Priscila Fantin de Freitas (born 18 February 1983) is a Brazilian actress.

== Biography ==
Priscila Fantin was born in Salvador, Bahia, but she was raised in Belo Horizonte, Minas Gerais.

== Career ==
She became famous for her role as Tatiana on the TV series Malhação. After Malhação, she went on to have a successful career, starring in many of Globo's dramas.

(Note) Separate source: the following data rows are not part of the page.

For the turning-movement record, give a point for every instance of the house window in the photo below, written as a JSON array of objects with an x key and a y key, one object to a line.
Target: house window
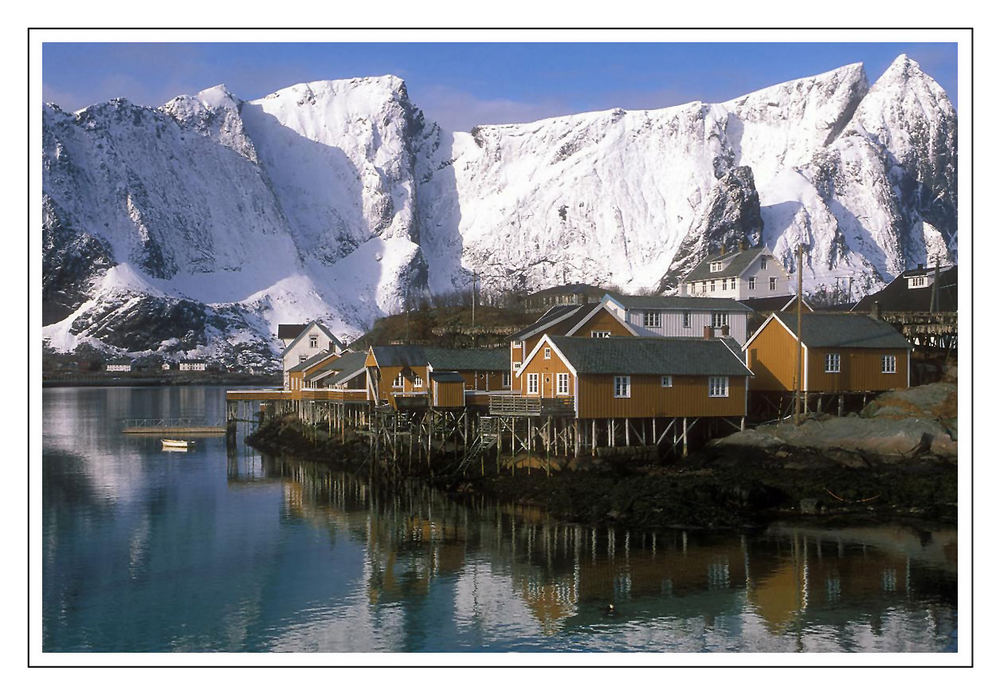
[
  {"x": 832, "y": 362},
  {"x": 532, "y": 383},
  {"x": 718, "y": 386}
]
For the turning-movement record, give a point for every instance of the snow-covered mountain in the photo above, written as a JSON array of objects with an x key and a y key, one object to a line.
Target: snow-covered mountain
[{"x": 197, "y": 227}]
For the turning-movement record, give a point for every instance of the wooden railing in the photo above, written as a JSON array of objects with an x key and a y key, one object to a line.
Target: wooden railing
[{"x": 531, "y": 405}]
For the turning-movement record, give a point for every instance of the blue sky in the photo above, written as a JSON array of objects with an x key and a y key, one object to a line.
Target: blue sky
[{"x": 462, "y": 84}]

Coincidentally, she mostly did historical soaps. Her first one (and first starring role) Esperança who had similar story-line as the successful Terra Nostra flopped. But her next two soaps Chocolate com Pimenta and Alma Gêmea, shown at the afternoon and not at prime-time, were big hits and did amazingly well at the ratings.

== Filmography ==

=== Television ===

| Year | Title | Role | Notes |
| 1999 | Malhação | Tatiana Almeida Chaves (Tati) | Seasons 6–7 (1999–2001) |
| 2001 | As Filhas da Mãe | Joana Rocha |  |
| 2002 | Esperança | Maria |  |
| 2003 | Sítio do Picapau Amarelo | Bela | Season 3 |
| Chocolate com Pimenta | Olga Gonçalves Lima |  |
| 2004 | Celebridade | Herself | Cameo |
| Oi Mundo Afora | Presenter |  |
| 2005 | Mad Maria | Luiza |  |
| Alma Gêmea | Serena Anauê Dias |  |
| 2007 | Sete Pecados | Beatriz Ferraz |  |
| 2008 | Casos e Acasos | Franciele | Episode: "A Noiva, o Desempregado e o Fiscal" |
| 2009 | Priscila no País das Maravilhas | Presenter |  |
| Rally dos Famosos | Herself | Participant (Reality show of Domingão do Faustão) |
| Superbonita | Presenter |  |
| 2010 | Tempos Modernos | Nara Nolasco |  |
| 2012 | As Brasileiras | Berenice | Episode: "A Sambista da BR-116" |
| Mais Você | Bibi | Participation in framework |
| Aventuras do Didi | Princess | Christmas special |
| 2013 | Cachorrada Vip | Herself | Reality show of Domingão do Faustão |
| 2014 | Malhação | Raquel | Season 21; cameo |
| As Canalhas | Julia | Episode: "Julia, a secretaria ambiciosa" |
| Lili, a Ex | Grace Kelly | Episode: "Queda Do Muro" |
| 2015 | Boogie Oogie | Solange | Cameo |
| Saltibum | Herself |  |
| Tomara que Caia | Various |  |
| 2016 | Lili, a Ex | Grace Kelly | Season 2 |
| Êta Mundo Bom! | Diana |  |
| Haja Coração | Herself | Cameo |
| 2023 | Dança dos Famosos | Contestant (Winner) | Season 20 winner |

=== Film ===

| Year | Title | Role | Notes |
|---|---|---|---|
| 2006 | Cars | Porsche Sally | Brazilian voice dubbing |
| 2008 | Orquestra dos Meninos [cy; pt] | Creuza |  |
| 2010 | Alice in Wonderland | White Queen | Brazilian voice dubbing |
| 2014 | Chess Game | Mina |  |
| 2016 | Doidas e Santas |  |  |

=== Theater ===

| Year | Title | Role |
| 2005 | O Herdeiro Milionário |  |
| 2008 | Vergonha dos Pés | Ana |
| 2010 | A Marca do Zorro | Esperança Pulido |  |
| 2012 | A Entrevista | Mariah |
| 2014 | "La Bete" (A Besta) |  |
| 2015 | Sonhos de Um Sedutor | Linda |
| 2016 | Por Isso Fui Embora | Pérola |

== Personal life ==
On 24 January 2011, after doing a blood test Priscila Fantin had confirmation of her pregnancy with her boyfriend, actor Renan Abreu. On 16 August 2011 Fantin gave birth to her son Romeo with her boyfriend, actor Renan Abreu.